Late as always, I usually jump on my Vectrix. It is a great “open sesame for London”. Everybody thinks that I am a very green person, caring for the environment and so on (which I do), but I actually have a Vectrix simply because it entitles me to park everywhere in the centre, which happens to be extremely practical for a man who is always running late.

Today, my work day started early on the phone but I arrived at Sketch at 1pm for a meeting with some interior designers who wanted to discuss a pop-up project for homeless people for next year. To be honest, I loved the idea but I have so much to do at the moment that I cannot foresee things that far in advance. The British love to plan – an alien concept to me. After that, I sat down with the manager from The Parlour at Sketch who is unfortunately leaving us because she is getting married in South Africa in January. I am very sad that we are losing her because she was good and it is quite difficult to find reliable staff, as I was explaining the other day, but how could I fight against love?

After which, I needed to pop in to the Mark Marengo shop in Savile Row to choose the fabrics and styles of the suits for our managers at Sketch. I love their way of working, the fact that they always come up with fabrics that are so unusual. It is quite difficult to find good fabric, good cuts for staff suits. I have known the guys since they first opened their boutique in Paris.

I usually have lunch in one of my restaurants, the one I feel that will be the most relaxed. It is a good opportunity to try new dishes and give feedback. I invariably end up in the kitchen afterwards to have a quick informal chat with the chefs. I prefer the informal approach – generally far more effective, I find.

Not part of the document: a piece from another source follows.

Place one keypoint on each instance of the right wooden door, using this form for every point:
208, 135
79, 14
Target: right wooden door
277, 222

Today I chatted to Jean-Denis, the head chef from the gastronomic restaurant at Sketch, The Lecture Room.

The rest of the day was devoted to fabric, as I then met my friend Juliette to discuss the new upholstery of The Parlour at Sketch. Juliette is just brilliant. We organised a reception in Venice a couple of years ago. It was crazy because of the necessity of shipping everything through the canals but we managed it, did well and had lots of fun (only problem, no one had a decent camera, so no souvenirs). I love working with Juliette because I totally trust her taste and know that when she is in charge of a project, she will lead it perfectly till the end. I don’t even know if people notice that The Parlour is in constant evolution. The thing is that the atmosphere in the bar gets crazy at night and furniture breaks regularly. I have a maintenance guy only dedicated to this room but I would not change it in a million years because it is the way I like things to work for my venues. To witness that there is a vibrant energy of partying people – going out I believe is not all about looking smart and tight-assed; that would be so boring.

Finally I returned to my office to meet the designers for the Martin Creed project because looming Christmas makes December very short and there is still so much to do before the holidays.

Far from finishing my day there, I returned home to have dinner with Robin, another friend who has been working with me for nearly 10 years, programming the DJs and parties in general for The Parlour. Then we went to Amanda Levete’s party in Victoria Gardens. It was great fun, lots of people I had been keen to see for ages.